Which, again, I've answered your question.
Now, what does your question have to do with applying rights equally, which is where the comparison between the 60's civil rights movement and the modern civil rights movement -actually- comes from?
so you don't really want a discussion, or you would be addressing the very real responses you have gotten from a number of posters already, which, since they didn't answer as you demand, get a zero from you. Why start a thread if you refuse to engage with people who are attempting to comment on why they believe your question in your op was flawed?
No need to respond, we all get it. You wanted to rant about gays. Mission accomplished.
You know, the same kind of "critical thinking" comes up when people complain about someone using a handicapped parking spot when they have no visible handicap. They could have heart or lung problems, but no, only visible orthopedic problems, or maybe the use of oxygen count to these critical thinkers who think they are oh, so clever in setting up a trap that to catch people in.
I think it's quite clear that to the OP, if she can't see it, it doesn't exist.

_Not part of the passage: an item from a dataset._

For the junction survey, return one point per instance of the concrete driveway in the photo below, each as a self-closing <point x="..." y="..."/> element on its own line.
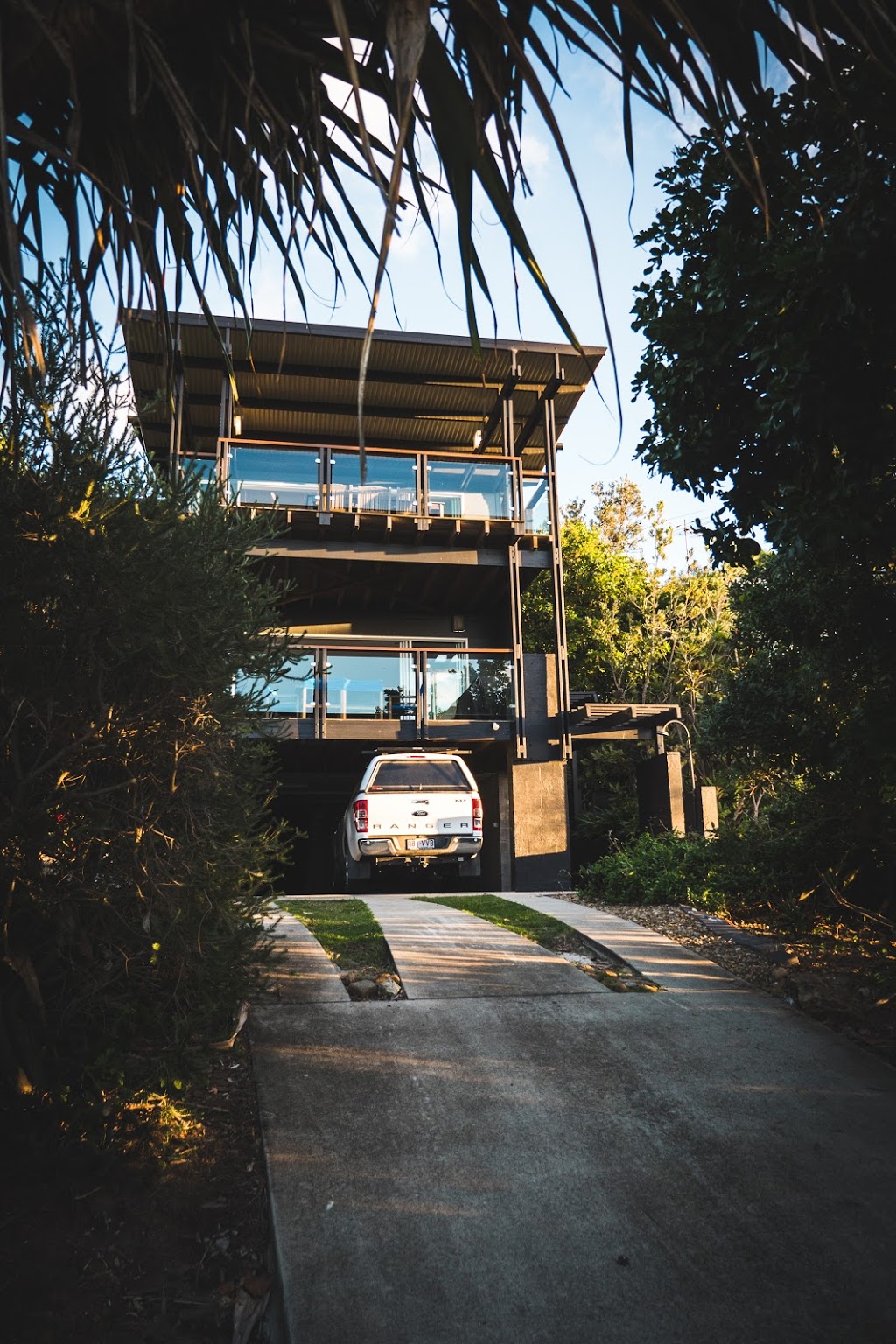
<point x="544" y="1164"/>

Your "test" presupposes that because homosexuality isn't always visible, gays should not be entitled to the same kinds of protection that visible minorities receive.
But a trait doesn't have to be "visible" in order for people possessing it to be explicitly protected from discrimination.
Many advocates of the redefinition of marriage equate homosexuality with the way blacks were treated for many years. That infuriates many people of color for a multitude of reasons. I thought long and hard about this and devised a very simple test, here it is:
You enter a room full of people, say 20-25; all are sitting silently in matching jeans and a plain white t-shirt. In the room are black people, white people, Chinese and homosexuals. With your eyes, which of these four groups can you identify?
Fine, I'll bite.
I can identify the whites, the Chinese and the blacks.
Does that mean the homosexuals are less deserving of rights? No, it doesn't.
Therefore, it's a really stupid question.
I don't know where you're going with this or what you're trying to prove.
It depends on the person. Sometimes they wear their sexuality on their sleeve, sometimes they don't. If everyone is "wearing the same clothes, the only difference being color", then yes, it would be harder to tell who is gay and who isn't.
Now, the question being, what does that matter?
Not in the op it doesn't. You were explicitly told that there were blacks, whites, Chinese and homosexuals, not racially ambiguous people or flamboyant homosexuals; and all were sitting silently and wearing the same plain clothes.
But, you're the first person to attempt to actually answer the question, and I thank you for that.
It doesn't matter to me at all because I don't identify people by the color of their skin or their sexual preferences, but for those that equate race with sexuality, it matters.
Race (likely) and sex would (likely) be more visible vs. sexuality.
Now, you tell us, how visibility matters when it comes to civil rights, or factors in to the equation when discussing innate characteristics?